A woman identified as Erdoo Nancy has been arrested in Benue State over the alleged killing of her co-wife’s child. The incident happened in Ankyoor community, in Gwer East Local Government Area.
Eyewitnesses say it happened along Makurdi Road, opposite YUA Guest House. They say Nancy attacked the young girl while the child’s mother was away from home. Residents in the area stopped Nancy from escaping and handed her over to police at the Aliade Division for investigation.
Police have not yet confirmed why the attack happened. The identity and age of the child have not been made public. The spokesperson for the Benue State Police Command, DSP Udeme Edet, could not be reached to confirm the incident at the time this report was filed.

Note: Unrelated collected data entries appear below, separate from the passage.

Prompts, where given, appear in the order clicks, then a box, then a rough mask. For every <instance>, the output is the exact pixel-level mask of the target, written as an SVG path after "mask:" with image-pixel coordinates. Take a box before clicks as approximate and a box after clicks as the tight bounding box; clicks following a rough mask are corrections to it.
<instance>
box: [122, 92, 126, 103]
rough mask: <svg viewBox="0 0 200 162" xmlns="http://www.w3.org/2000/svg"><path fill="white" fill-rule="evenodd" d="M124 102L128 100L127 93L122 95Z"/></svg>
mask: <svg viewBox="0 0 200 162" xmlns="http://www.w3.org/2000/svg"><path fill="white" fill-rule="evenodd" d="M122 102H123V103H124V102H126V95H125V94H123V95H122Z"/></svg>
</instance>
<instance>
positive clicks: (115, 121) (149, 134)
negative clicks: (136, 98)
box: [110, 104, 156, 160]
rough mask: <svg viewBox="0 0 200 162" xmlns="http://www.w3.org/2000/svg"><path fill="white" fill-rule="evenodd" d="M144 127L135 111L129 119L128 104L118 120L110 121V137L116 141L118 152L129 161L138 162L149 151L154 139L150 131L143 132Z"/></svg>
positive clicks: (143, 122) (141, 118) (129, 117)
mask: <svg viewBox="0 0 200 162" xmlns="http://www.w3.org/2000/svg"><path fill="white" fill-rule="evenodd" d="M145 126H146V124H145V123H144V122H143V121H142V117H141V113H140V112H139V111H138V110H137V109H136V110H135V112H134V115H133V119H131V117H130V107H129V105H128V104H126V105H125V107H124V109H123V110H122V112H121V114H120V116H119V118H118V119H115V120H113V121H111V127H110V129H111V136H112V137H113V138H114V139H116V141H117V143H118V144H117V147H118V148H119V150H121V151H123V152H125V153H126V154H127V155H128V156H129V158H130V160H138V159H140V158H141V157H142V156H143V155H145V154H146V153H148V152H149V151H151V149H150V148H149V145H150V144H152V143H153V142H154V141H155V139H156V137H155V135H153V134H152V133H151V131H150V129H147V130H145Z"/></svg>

This Is Not the First Time (Past Cases)
Tension between co-wives in Nigeria has led to violence against children before, and often very recently.
Just last week, police in Benue State arrested a woman named Mbalumen Ikyenge, accused of setting her boyfriend’s house on fire in Zaki-Biam, Ukum Local Government Area. The fire killed his two daughters, aged four and six. DSP Udeme Edet, the same police spokesperson linked to this new case, confirmed that incident too, saying police were still working out whether jealousy between the women involved played a role.
In May 2026, a woman in Kano State attacked her husband, her co-wife, and two children in an incident in Mangwarori, leaving the victims with serious injuries from fire. A psychologist who spoke on the case explained that prolonged jealousy and feelings of neglect in polygamous homes can build up until they explode into violence, and that many people who grew up around violence learn to see it as a way to solve conflict.
These cases show a painful pattern: when rivalry between wives goes unresolved, children in the household are often the ones who suffer the most, even though they have no part in the conflict.
Why This Keeps Happening (Causes and Effects)
Competition for a husband’s attention and resources. Researchers who study polygamous households in Nigeria have found that jealousy between co-wives is often driven by competition over money, attention, and status within the family.
Weak conflict resolution in polygamous homes. Experts note that many polygamous families lack structured ways to manage jealousy and emotional strain, leaving tension to build up over time instead of being addressed early.
Learned patterns of violence. Psychologists point out that people who have witnessed or experienced violence are more likely to use it themselves when conflict arises, a cycle that can repeat across a household.
Children become targets in adult conflicts. In case after case, it is the children of a rival wife, not the wife herself, who end up hurt or killed, often because they are more vulnerable and less able to protect themselves.
The effects reach far beyond one family. A child’s life has allegedly been taken over an adult rivalry she had no part in. Her mother now has to live with unimaginable loss. And communities are left asking, again, why these conflicts keep ending in the deaths of children instead of being resolved peacefully.
The Wider Cost to Nigeria and the World (National and Global Effects)
At home, cases like this add to a growing, troubling record of domestic violence linked to polygamous households in parts of Nigeria, and they raise hard questions about how well families are supported in managing conflict before it turns deadly. Each new case also puts pressure on already stretched local police divisions, like the one in Aliade, to investigate domestic killings on top of other security demands in Benue State, a state already dealing with serious insecurity from armed attacks in rural areas.
Internationally, stories like this feed into ongoing global research and advocacy on the risks polygamous family structures can pose to women and children, an area researchers and rights organisations continue to study across Nigeria and other countries where polygamy is practised. They also reinforce concerns raised by child rights groups about how often Nigerian children are harmed within their own homes and communities, not just by strangers or armed groups, but by conflicts among the adults meant to protect them.
What Needs to Change (Possible Solutions)
Access to counselling and mediation for polygamous families, so that jealousy and resentment between co-wives can be addressed before they escalate into violence.
Faster police response and follow-through on domestic conflict reports, especially where children are at risk, so warning signs are not missed.
Community awareness on the dangers of unresolved rivalry, particularly education aimed at protecting children who are often caught in the middle of adult conflicts.
Support systems for co-wives and their children, including safe spaces to report threats or ongoing conflict within a household before it turns violent.
Clear, public prosecution of proven cases, so that families understand there are real consequences for violence against children, regardless of the motive behind it.
Our Thoughts
A child is dead, allegedly at the hands of a woman who should have had no reason to harm her. That is the part of this story that is hardest to sit with. Whatever tension existed between these two women, a young girl who had nothing to do with it has paid the ultimate price, and that is true in this case, in the Zaki-Biam case just last week, and in the Kano case in May. I don’t think we can keep treating these as isolated incidents of personal jealousy gone wrong. There’s a pattern here, and patterns need structural answers, not just individual arrests after the fact. Real support for families navigating these tensions, and faster intervention when warning signs appear, could be the difference between a resolved conflict and another child’s name added to this list.